Providers like Oxylabs can be quite restrictive, preventing access to many of th...

gruez · 2025-04-13T21:47:23 1744580843

>Providers like Oxylabs can be quite restrictive, preventing access to many of the common sites that scrapers choose to target.

Most of them seem pretty reasonable?

"Entertainment & streaming" - who's trying to scrape netflix's library?

"Banking and other financial institutions" / "Government websites" / "Mailing" - seems far more likely it'll be used for credential stuffing than for "scraping".

"Ticketing" - seems far more likely that it'll get used by scalpers than for scraping

The main targets of scraping - e-commerce sites (for price comparisons) and social media networks (for user generated content) are fine to scrape. Is there some use case I'm missing here? Is there a huge contingent of people wanting to scrape ticketmaster or bank of america?

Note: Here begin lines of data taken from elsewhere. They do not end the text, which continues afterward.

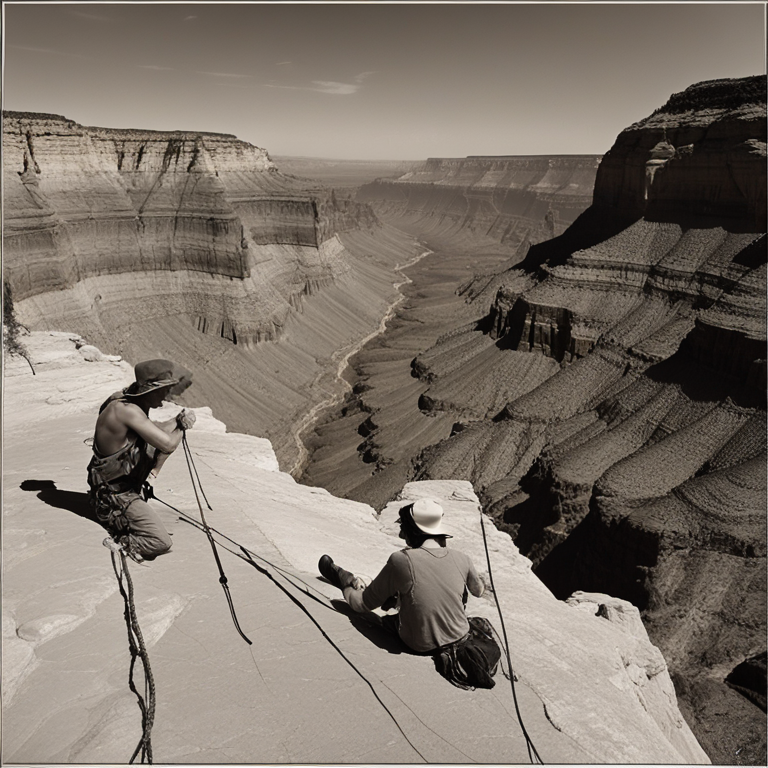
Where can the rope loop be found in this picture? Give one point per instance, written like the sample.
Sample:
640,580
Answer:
138,650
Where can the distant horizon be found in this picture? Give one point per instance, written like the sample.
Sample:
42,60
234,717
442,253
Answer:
374,81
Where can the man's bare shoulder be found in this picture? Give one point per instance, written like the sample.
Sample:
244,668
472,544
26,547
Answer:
127,413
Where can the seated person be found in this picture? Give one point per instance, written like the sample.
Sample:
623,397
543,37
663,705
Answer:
430,580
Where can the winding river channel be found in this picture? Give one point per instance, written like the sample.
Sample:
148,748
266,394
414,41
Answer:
311,418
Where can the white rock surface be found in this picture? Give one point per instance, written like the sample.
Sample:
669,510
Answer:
590,690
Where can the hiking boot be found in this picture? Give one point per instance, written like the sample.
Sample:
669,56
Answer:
329,570
335,575
114,546
121,548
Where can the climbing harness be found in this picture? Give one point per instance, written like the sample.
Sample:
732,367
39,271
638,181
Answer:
222,578
533,754
138,650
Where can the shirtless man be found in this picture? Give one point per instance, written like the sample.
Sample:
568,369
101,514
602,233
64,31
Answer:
128,448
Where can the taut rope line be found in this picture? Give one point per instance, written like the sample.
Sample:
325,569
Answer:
532,751
138,649
222,577
248,557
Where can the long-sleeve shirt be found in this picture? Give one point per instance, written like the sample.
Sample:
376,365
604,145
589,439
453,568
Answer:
430,582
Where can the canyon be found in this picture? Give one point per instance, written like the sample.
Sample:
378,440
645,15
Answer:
604,392
195,247
580,340
317,685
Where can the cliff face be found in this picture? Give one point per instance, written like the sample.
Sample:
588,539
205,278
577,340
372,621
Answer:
511,200
196,248
700,157
591,688
193,211
611,406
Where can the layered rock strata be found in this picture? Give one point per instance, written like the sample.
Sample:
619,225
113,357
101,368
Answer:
195,247
591,687
618,426
510,200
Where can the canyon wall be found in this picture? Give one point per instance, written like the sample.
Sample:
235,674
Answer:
608,399
317,685
193,246
510,200
619,434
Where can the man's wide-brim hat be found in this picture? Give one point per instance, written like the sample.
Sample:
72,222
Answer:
427,514
151,375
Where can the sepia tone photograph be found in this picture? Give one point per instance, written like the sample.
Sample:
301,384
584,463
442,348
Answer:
384,383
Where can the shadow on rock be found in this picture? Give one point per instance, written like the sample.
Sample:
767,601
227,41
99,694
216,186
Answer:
72,501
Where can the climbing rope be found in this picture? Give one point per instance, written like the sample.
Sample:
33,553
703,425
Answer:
138,650
250,557
533,754
222,578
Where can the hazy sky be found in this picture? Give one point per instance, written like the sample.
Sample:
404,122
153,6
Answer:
375,81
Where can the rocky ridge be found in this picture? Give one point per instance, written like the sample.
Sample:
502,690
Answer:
194,246
610,408
510,200
591,689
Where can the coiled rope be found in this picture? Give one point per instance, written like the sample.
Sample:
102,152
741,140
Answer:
138,650
533,754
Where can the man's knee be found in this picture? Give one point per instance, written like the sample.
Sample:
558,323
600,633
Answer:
159,545
162,544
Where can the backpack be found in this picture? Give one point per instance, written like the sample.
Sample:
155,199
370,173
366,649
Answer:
472,661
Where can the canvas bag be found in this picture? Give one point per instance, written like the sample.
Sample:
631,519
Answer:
472,661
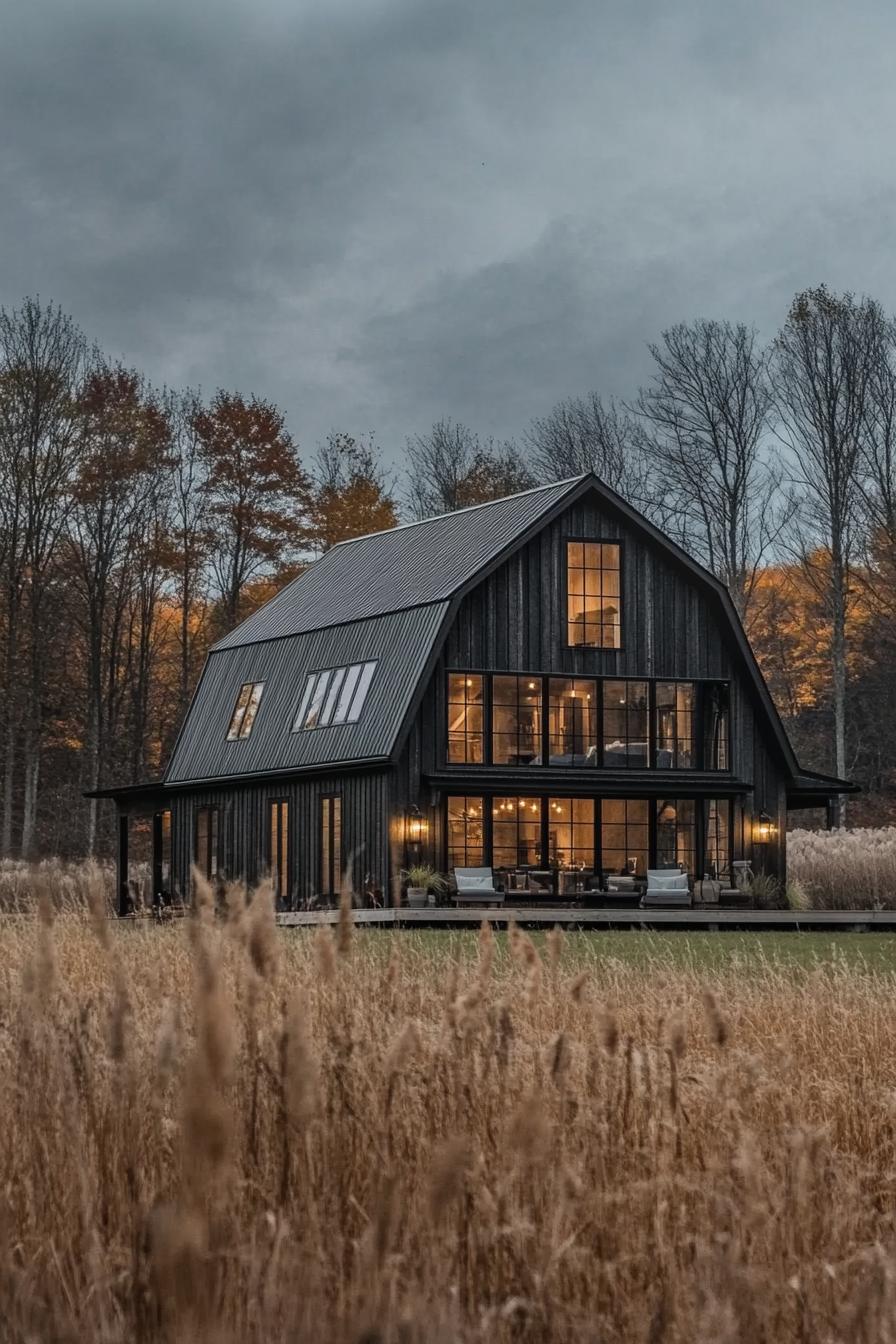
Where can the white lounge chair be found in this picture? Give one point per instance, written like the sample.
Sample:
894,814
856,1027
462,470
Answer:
476,887
666,887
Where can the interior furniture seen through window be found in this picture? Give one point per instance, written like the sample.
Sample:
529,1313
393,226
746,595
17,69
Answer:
278,847
719,837
465,832
625,836
331,844
466,729
245,710
626,725
594,602
572,722
333,695
676,833
207,842
516,832
571,832
516,721
673,725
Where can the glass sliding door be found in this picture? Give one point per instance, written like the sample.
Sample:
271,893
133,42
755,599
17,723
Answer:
571,832
516,832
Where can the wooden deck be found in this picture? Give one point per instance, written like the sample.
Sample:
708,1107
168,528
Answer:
533,917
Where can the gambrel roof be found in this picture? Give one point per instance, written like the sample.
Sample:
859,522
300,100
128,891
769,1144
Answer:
390,598
406,566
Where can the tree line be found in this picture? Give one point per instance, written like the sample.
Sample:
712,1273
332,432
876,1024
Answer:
137,524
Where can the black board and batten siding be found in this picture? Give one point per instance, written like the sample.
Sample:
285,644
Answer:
672,628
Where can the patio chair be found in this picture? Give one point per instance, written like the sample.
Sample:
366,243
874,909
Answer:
476,887
666,887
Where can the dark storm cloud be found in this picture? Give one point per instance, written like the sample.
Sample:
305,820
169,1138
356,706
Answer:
382,211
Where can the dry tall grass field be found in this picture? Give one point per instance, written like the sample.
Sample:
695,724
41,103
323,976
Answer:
220,1132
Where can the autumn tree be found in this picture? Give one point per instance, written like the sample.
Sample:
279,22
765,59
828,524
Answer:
42,355
258,496
705,415
824,366
351,492
113,532
452,468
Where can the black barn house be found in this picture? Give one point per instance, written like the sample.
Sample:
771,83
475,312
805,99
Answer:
544,679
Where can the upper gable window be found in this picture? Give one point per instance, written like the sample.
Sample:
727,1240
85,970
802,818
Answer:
594,604
335,695
245,710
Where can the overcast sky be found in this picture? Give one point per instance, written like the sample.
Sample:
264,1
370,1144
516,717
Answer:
378,213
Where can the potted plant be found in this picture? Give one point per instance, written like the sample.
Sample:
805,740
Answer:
422,879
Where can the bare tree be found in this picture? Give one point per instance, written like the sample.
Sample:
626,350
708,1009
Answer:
824,367
452,468
42,355
705,417
582,434
190,535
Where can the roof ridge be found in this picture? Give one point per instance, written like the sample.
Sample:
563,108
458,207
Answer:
468,508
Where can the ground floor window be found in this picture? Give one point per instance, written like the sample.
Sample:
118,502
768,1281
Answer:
278,847
207,852
516,832
465,832
625,835
719,837
571,832
331,844
611,835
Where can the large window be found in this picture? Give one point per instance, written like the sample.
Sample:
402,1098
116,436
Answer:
572,722
245,710
466,731
278,847
626,725
465,832
331,844
207,842
625,835
571,832
676,833
335,695
719,837
516,832
594,604
516,721
675,725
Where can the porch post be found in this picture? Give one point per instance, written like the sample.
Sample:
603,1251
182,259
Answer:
124,895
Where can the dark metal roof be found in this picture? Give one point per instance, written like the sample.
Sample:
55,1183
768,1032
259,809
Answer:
399,644
406,566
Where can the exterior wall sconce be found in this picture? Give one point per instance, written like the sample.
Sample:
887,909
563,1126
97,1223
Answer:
765,828
417,825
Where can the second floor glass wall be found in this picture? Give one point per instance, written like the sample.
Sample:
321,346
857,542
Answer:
528,719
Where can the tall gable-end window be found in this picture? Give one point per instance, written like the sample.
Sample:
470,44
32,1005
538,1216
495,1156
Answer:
675,725
207,842
331,843
594,601
335,695
278,847
466,731
245,710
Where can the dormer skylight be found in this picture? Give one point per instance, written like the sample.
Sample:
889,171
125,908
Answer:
333,695
245,710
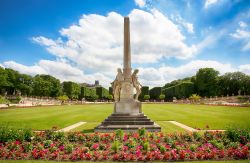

bdcravens · 2025-04-14T03:04:52 1744599892

I used the term "scrapers" pretty loosely, but yes, in many cases they are more bad actors than actual scrapers. However as they say the list may include other sites, I suspect Oxylab adds sites to the list at the site owners' requests (Amazon, Target, etc are likely to be on those lists)

faizshah · 2025-04-13T20:32:38 1744576358

Hmm that’s unfortunate. I’m actually scaling up a data journalism project this month which is why I’ve been looking at these.

I’m curious if you can suggest a happy medium between curl-impersonate on VPS (dirt cheap) vs residential proxy ($8/gb)?

Personally I’m not trying to hit any of those common sites.